The touring exhibition was launched during the Coming Home: Conflict and Return Migration conference that was held at the University of Southampton between 1-3 April 2009. Over the next year it will be displayed at a variety of venues across the region to raise awareness of this largely forgotten event in the history of Spain and the UK.
The conception of this project stems from the ideas that were generated amongst a group of niños, researchers and representatives of community groups and institutions following a successful symposium, Exploring the Experience of Exile, in 2007, which brought together surviving niños, their children, and present-day refugees. This symposium, held as part of a series of events to commemorate the 70th anniversary of the evacuation and arrival of the niños in Southampton, highlighted the urgency to record these memories before it was too late (for a report on this symposium in IOHA newsletter see issue Vol 16:2 June 2008). The Niños Project now represents a further step in the collaborative and enriching ethos that emerged between academia and community at that symposium.
Padmini Broomfield and Alicia Pozo-Gutiérrez
e-mail: A.POZO-GUTIERREZ@soton.ac.uk
UNITED STATES
Following the Steps of Gamio: Mexican Immigrants in California. [Los Pasos de Gamio: Cultura y Migración Mexicana en los Estados Unidos].

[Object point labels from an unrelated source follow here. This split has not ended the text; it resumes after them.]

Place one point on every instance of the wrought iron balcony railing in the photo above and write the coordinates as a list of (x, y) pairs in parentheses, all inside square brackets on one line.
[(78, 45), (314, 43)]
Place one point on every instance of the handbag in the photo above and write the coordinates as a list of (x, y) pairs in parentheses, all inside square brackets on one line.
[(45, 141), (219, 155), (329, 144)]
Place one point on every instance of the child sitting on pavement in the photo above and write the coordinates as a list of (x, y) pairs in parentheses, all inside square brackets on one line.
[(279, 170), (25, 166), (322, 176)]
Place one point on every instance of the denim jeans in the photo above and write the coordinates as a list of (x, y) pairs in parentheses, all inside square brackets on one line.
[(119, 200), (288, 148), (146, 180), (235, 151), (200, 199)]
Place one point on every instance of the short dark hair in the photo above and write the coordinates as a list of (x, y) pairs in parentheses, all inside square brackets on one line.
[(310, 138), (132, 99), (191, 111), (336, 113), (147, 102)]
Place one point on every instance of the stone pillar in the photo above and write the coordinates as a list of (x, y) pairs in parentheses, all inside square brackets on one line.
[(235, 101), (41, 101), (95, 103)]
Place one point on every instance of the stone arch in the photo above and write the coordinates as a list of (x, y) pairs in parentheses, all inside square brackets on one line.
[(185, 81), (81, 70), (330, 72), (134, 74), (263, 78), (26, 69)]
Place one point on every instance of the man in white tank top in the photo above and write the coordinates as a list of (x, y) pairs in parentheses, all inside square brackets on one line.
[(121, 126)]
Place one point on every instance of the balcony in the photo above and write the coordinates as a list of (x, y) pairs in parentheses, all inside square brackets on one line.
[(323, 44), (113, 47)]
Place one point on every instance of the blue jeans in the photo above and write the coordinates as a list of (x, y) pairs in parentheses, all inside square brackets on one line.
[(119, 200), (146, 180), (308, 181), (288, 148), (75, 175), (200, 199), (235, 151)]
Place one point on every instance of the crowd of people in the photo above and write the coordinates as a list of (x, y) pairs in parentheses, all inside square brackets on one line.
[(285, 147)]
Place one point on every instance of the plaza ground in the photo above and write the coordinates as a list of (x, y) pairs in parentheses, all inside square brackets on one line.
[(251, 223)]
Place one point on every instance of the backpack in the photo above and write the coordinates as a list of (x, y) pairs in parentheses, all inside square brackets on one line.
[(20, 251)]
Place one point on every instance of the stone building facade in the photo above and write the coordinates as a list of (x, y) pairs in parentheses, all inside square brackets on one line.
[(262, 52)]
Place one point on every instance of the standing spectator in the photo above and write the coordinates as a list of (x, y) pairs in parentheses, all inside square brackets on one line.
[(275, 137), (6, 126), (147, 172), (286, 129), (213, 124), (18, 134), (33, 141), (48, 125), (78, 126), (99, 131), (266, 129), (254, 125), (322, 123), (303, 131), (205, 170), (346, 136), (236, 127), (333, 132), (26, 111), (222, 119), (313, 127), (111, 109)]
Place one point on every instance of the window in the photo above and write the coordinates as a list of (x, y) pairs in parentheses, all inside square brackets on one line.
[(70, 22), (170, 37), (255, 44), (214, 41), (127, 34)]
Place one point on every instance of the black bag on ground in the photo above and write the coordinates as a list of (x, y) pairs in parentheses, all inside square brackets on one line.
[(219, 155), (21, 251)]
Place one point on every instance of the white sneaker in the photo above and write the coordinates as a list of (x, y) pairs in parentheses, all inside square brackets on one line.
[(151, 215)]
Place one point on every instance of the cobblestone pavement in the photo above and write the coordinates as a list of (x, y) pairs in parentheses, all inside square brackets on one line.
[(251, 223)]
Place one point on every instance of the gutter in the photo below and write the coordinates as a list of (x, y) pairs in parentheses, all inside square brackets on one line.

In the year of 1930 Manuel Gamio, one of the most salient Mexican anthropologists of the 20th Century, published the results of his research project documenting the experience of Mexican immigrants in the US (Gamio, 1971[1930]). The oral histories collected by faculty and students associated to this project revisit the different aspects of migration explored by Gamio.
Mirroring the work of Gamio has the potential to illuminate not only what has changed throughout the decades, but to show in what fundamental ways we conceptualize the question of migration, culture and memory differently today. To look back at the work of Gamio today is interesting too because when he was publishing his book –not unlike today- the US was facing a major economic recession that brought migrants to the forefront of the political life and public imagination. The hardships of the Great Depression are often related to stories of forced migration and strained social relationships. As we enter now into a likely period of depression of global proportions, the review becomes pertinent and timely.

The stories cover different aspects such as the process of integration into the host culture, entrepreneurial experiences, labor history and family. I have selected a case of an immigrant from the state of Jalisco who decided to write his experience and vision of the world for present and future generations in a book that he entitled Atomorfósica. His manuscript painstakingly written by hand, is a collection of stories, philosophical views and contentions on science that speak of a world view marked by the experience of migration and trans-cultural life. His life story is a reminder of how Mexican immigration has intertwined culturally, politically and economically the two nations to a degree that was unimaginable at the time the Mexican anthropologist was conducting his research.